After riding and a break for lunch we headed to the Missouri Botanical Garden, a favorite haunt from my days living there. Varieties of daffodils displayed themselves as either sentinels of what had already bloomed, or showy heads of the days best offering. It's a spectacular garden, well designed with pleasing walks and niches for respite. I wish we'd had more time to wander through the Japanese Garden and catch the flutter of falling petals from the blooming cherry trees.

Next stop: Ted Drewes, home of its famous frozen custard "concrete." It's a St. Louis staple, not overly sweet, and a perfect afternoon snack. Then--off to Caroline's Mom's to meet and pick up three of Caroline's nephews for an outing at a local go-cart establishment. Confession: I had never gotten behind the wheel of a go-cart. There's a first time for everything! Although I didn't win any races my performance behind the wheel was more than respectable. And let me just say that these were three very fine young men with whom I shared this adventure.

Having talked earlier about Grant's Farm, we popped a few blocks over from the racing venue when we were done to see the Budweiser Clydesdales enjoying the beautiful spring day. Of course I had to get out and take a picture! 

Our full day wasn't quite over. Back home over wine and cheese Caroline shared with me a slideshow of photos from the recent trip to New Zealand that she took with her husband, and then we enjoyed a late dinner at a local eatery. In all it was a perfect day, filled with activity outside of my usual range of offerings and opportunities, and nourishing languishing parts of my being. 

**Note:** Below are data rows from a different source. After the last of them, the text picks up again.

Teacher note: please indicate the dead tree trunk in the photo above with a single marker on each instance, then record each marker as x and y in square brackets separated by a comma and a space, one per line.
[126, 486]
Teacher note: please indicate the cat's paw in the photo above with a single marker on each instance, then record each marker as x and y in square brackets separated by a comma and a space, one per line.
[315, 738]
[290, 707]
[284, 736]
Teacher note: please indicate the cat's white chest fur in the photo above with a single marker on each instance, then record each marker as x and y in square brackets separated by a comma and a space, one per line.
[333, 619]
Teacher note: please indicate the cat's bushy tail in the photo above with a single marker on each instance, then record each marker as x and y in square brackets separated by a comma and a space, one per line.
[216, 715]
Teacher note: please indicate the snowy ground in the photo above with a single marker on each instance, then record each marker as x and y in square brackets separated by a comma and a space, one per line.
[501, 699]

On our way out of town the next morning Juliet and I stopped to visit the daughter of my late and dear friend Kathy. It had been far too long since we had any time together, and the time flew but, as Carrie herself says, it filled my tank. Blessing. It was all blessing.

I'm not generally a fan of using a blog to write a "what I did on my day off" kind of post, and I'm sorry if this reads that way. This post was written for my own sake, for sharing a time that was uplifting, affirming, and life-giving, filled as it was with more or less ordinary activity. I am so grateful for Caroline--for her care for Juliet, for taking time out of her busy life to spend with  me, for being someone with whom I can just be--and for opportunities to dip into an experience outside my usual habitat that help remind me to revisit dormant joys and dreams. It was all good.